An IBM / Economist survey of the top 200 banks globally concludes that banks are too complex and not client-centric enough, and that the lower leverage required by new regulations holds the promise of motivating banks to address their complex infrastructures and pricing models.
Last year, as regulations were changing, we started to look at the cost of banking and what banks need to do to make a profit,” says Srini Giridhar, IBM IBV Banking lead, who spoke to us in a recent interview. “One of the major impediments of making a profit is the complexity of how large banks are set up. From our analysis, we think this complexity costs $200 billion dollars across the industry.” The fix, he says: simple, smart services. Banks can increase their pre-tax profits by 20% by reducing complexity, Giridhar says.
Almost all (90%) of the bankers said that to be profitable in the future, given regulatory changes occurring, transforming out of the status quo is critical. “It was either major transformation or incremental transformation but by and large, they were rejecting the status quo as a method to go forward,” Giridhar says. The top banks have already increased their capital levels substantially to comply with heightened Basel recommendations and are trimming riskier assets (that call for higher capital) from their books.

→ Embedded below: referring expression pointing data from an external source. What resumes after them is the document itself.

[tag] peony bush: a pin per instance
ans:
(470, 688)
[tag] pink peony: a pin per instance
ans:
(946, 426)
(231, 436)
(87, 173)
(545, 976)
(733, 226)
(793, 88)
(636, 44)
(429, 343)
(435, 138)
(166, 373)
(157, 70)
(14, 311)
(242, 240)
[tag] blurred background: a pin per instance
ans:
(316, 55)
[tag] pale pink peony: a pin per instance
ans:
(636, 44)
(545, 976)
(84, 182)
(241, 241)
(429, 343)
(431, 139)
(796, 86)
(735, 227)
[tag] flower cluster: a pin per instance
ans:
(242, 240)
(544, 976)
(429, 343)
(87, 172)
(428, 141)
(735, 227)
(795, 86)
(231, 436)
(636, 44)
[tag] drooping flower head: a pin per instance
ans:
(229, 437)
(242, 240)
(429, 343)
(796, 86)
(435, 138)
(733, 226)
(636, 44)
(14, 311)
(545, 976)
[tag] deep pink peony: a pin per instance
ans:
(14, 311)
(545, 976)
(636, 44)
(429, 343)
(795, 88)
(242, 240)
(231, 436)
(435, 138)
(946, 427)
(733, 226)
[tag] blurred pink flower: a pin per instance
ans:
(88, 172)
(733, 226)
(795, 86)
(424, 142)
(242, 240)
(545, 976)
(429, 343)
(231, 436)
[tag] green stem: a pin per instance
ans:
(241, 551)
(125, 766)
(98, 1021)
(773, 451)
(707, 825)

But for every 1% of income from risky assets that banks reduce, they will have to at least double or triple their income from low risk assets to maintain the same level of profit, Giridhar points out.
The survey asked bankers about their pricing models, where they are with pricing today and what they want to improve on for tomorrow, Giridhar says. “In all cases, 65% of bankers that came back to us were in favor of moving away from their current system of pricing,” he reports. “All the big banks are saying they need to make pricing more customizable.”